Reality has returned—and no matter how well-financed your campaign operation, no matter how well-honed your lines of attack or persuasive your arguments, there can be no escape from its unforgiving glare. Promises made in campaign mode and the reality of delivering them are as we know two very different things. Nationalists such as Nigel Farage have claimed excitedly that 2016 was a year of international political renewal and gives as evidence the twin victories of the Brexit campaign and Donald Trump. In recent weeks, campaign promises made by Trump on immigration and healthcare reform have suffered a headlong collision with the granite-hard foundations of political reality. Reality won. Trump’s administration is in tatters.
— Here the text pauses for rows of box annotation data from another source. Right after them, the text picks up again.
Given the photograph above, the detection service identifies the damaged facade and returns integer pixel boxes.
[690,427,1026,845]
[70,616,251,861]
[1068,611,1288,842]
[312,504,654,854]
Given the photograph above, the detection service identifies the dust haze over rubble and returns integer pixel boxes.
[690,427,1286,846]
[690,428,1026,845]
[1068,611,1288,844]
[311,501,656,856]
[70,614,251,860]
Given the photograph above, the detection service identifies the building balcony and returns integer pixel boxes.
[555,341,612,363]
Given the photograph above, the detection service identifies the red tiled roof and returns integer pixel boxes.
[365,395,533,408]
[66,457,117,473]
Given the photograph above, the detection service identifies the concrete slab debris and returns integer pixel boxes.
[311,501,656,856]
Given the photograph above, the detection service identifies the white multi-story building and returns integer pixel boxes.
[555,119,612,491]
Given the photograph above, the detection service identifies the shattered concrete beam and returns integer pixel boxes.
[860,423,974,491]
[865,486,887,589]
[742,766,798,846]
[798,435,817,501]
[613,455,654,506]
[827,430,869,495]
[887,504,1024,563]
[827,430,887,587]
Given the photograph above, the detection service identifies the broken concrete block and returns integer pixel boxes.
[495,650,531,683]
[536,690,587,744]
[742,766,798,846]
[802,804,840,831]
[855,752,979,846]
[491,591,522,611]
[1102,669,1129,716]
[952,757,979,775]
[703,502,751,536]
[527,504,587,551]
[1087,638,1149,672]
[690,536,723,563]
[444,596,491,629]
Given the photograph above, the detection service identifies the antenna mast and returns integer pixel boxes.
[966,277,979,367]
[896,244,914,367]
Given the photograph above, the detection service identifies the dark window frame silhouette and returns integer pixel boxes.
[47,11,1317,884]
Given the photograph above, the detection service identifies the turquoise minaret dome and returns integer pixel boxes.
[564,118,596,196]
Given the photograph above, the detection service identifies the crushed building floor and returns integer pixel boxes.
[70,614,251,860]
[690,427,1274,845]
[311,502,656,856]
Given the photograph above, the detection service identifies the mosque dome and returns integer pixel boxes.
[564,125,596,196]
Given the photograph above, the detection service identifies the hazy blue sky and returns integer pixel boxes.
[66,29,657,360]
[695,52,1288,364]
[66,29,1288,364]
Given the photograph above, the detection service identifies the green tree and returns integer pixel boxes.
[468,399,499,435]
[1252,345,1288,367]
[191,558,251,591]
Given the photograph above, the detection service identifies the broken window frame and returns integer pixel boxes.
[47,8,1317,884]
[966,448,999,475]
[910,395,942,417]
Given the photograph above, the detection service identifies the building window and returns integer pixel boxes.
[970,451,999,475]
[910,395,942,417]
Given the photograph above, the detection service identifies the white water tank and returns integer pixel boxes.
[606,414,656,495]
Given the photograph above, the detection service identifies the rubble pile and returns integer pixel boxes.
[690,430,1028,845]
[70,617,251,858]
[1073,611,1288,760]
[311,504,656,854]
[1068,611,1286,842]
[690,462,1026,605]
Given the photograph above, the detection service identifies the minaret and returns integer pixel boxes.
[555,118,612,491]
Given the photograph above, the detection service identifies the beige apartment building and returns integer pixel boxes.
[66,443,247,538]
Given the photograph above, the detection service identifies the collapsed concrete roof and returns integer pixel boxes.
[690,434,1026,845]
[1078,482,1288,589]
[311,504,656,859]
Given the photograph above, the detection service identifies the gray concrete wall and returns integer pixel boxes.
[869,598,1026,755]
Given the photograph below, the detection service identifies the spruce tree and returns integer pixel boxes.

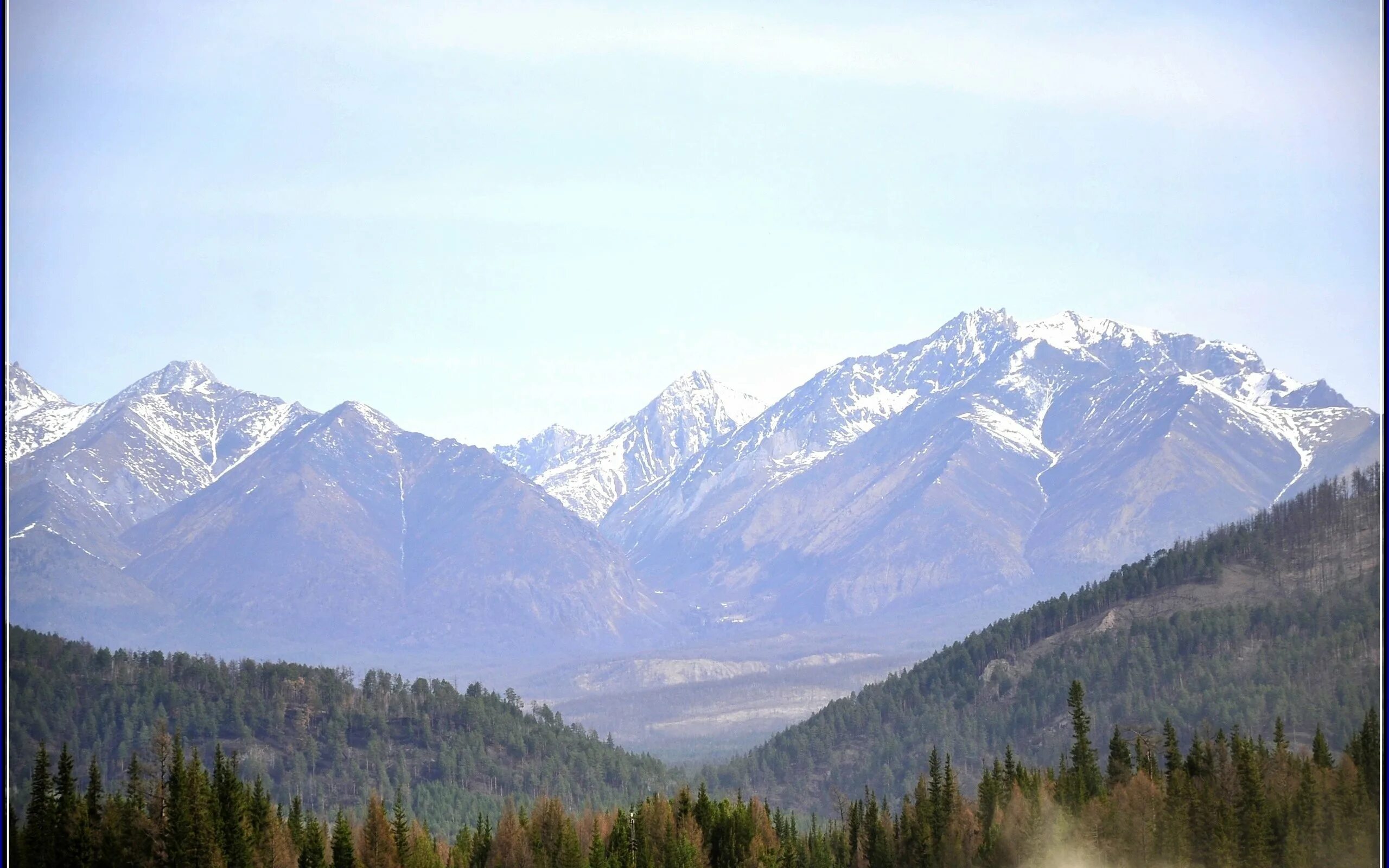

Those who urged Brexit on Britain are heading for a similarly sharp interaction with the real world. It will shock them terribly, all the more so because so many who made the “Leave” case did so on the basis of a grievous misunderstanding of Britain’s history and identity. At the core of their argument was the idea that Britain must break free of the shackles of external influence—that we must “take back control”—and return to a former state of liberty, of self-governance and puckish, scrubbed independence—“The UK IndependenceParty.” In this way, a vote for Brexit was nothing less than a vote to restore Britain to its rightful former glory. As Boris Johnson put it in a pre-referendum campaign speech: “If we vote ‘Leave,’ we can take back control of our borders, of huge sums of money, of our trade policy and of our whole law-making system… If we vote ‘Leave’ and take back control, this Thursday can be our country’s Independence Day!”

This nationalistic version of history ignores the fact that Britain has never been independent. The country has never stood alone. It has always sought to fix itself to a larger bloc of other countries. Before the Second World War, Britain was the capstone in a global Empire, nestling on the comfortable economic cushion provided by the output of India, the Caribbean, vast tracts of Africa and more. In the aftermath of the war, Britain withdrew from its arrangements with one set of nations and began its long process of integration with Europe. The idea of the buccaneering independent Britain is a mirage—there was never such a time. Nationalists shout about Churchill and how Britain stood alone against Nazism. But the 1930s and 1940s were an era of global catastrophe, hardly a reasonable guide to how a modern peacetime nation should see itself.

As the government sets off on this mission to return the country to a fantasy British past, we can expect a period of uneasy calm. No 10 has passed a piece of paper to the EU stating that it wants to begin the process of withdrawal. The British government will be desperate to get stuck into trade talks. The EU’s negotiators will be less hurried. The first step for them will be to arrive at an agreement between all 27 EU member states about the terms on which Brussels will negotiate with Britain. To be clear—the terms on which the EU will speak to Britain about Brexit have not yet been decided. The reason for this apparent laxity is that they are not the desperate ones.

The Prime Minister, who we should remember did not campaign to leave the EU, will then have to broker an impossible deal: one that is acceptable to both the member states of the EU and to the nationalists in her party who regard themselves as representing the will of the British people, and who demand an immediate return to a past that did not exist. If she “caves in” to the EU on immigration or any other symbolic issue, then her back benches will scream “betrayal.” If she follows the logic of the hard Brexit brigade and Britain drops out of the EU without a deal, the economic and political consequences would be catastrophic. The Conservative Party’s record of dealing with the politics of the continent is not a good one—Europe destroyed Thatcher, Major and Cameron. Now it’s May’s turn.

The politicians who campaigned for Brexit made big claims—very big claims—during the campaign about what Britain could achieve outside the EU. They won. But as they will now discover, that’s not the same as being right.